Nota y fotografía: Daniel Horacio Grad

 

En el número anterior de “Generación Abierta” dábamos cuenta de diversos festejos relacionados con la música (quizás, distintas excusas para sobrellevar este tiempo que nos toca vivir). Por entonces, mencionábamos a Juan Carlos Baglietto volviendo al Teatro Opera con más de quince años de carrera profesional encima. Aquí, la charla que posteriormente tuvimos con él.
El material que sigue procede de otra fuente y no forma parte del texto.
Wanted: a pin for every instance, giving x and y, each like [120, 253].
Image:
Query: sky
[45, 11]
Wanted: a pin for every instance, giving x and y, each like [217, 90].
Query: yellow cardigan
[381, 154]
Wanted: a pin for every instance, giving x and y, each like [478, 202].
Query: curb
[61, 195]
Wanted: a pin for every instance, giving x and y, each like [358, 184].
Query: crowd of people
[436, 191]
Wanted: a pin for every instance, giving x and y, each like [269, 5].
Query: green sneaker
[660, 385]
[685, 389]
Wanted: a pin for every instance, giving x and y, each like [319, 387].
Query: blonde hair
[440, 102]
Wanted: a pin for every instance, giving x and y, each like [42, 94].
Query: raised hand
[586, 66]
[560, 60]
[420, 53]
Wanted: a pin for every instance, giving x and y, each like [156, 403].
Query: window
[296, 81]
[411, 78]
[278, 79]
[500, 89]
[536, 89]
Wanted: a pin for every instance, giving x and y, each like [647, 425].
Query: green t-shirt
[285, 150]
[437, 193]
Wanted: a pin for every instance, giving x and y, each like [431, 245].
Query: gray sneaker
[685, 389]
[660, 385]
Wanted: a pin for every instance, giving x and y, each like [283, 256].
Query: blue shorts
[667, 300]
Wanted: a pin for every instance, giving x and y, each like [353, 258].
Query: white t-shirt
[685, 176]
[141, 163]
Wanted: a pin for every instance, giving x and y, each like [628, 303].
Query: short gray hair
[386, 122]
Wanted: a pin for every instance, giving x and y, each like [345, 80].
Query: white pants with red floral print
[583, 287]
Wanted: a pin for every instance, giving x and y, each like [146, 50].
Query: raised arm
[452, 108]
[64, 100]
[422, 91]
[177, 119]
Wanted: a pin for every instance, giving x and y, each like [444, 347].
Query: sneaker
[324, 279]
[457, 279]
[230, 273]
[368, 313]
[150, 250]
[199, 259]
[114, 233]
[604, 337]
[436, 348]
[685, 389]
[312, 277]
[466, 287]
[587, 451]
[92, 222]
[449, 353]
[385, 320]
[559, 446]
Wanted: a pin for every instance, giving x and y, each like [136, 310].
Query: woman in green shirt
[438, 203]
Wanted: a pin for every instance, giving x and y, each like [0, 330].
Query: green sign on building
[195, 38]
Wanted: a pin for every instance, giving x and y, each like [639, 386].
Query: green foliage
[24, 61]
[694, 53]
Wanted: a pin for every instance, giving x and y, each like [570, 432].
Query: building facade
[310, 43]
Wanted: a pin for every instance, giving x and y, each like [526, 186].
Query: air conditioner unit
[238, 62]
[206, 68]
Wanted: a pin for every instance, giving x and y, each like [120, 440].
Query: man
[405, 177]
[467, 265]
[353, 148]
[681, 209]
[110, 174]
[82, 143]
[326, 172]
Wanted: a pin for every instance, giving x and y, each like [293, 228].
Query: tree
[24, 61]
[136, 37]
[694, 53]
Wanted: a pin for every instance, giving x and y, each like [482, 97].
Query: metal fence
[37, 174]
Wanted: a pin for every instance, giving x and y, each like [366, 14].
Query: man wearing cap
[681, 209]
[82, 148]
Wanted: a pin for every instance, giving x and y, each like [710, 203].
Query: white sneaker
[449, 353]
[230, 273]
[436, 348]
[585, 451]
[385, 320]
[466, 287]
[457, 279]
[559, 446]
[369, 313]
G.A.: Juan Carlos Baglietto ¿Qué tenés hoy para contarnos?
J.C.B.: Tengo para contarles que después de los conciertos que hice en el Teatro Opera -en junio de este año pasaron cosas. Tuve la suerte de que en esos conciertos participaran personas a las que quiero mucho y artistas invitados. El material que se tocó durante esos conciertos que conmemoran los quince años de la salida de mi primer disco, fue grabado en vivo y, con ese material, después nos metimos en el estudio y trabajamos: lo decoramos, lo maquillamos. También por esa época me fui de la compañía discográfica de la que estaba (que era la EMI) y estoy negociando con otra discográfica. Tengo terminado el disco y todavía no sé cuando sale porque no tengo firmado mi nuevo contrato con la nueva compañía discográfica. Estoy en este momento a la espera de que salga este material y planeando la grabación de un disco nuevo junto a Lito Vitale (otro “Postales”) y eso, supongo, será para principios del próximo año. No sé, porque, a su vez, estoy haciendo actuaciones en el interior del país y me estoy dedicando bastante a mi otra actividad, la de llevar adelante una empresa dedicada a la iluminación.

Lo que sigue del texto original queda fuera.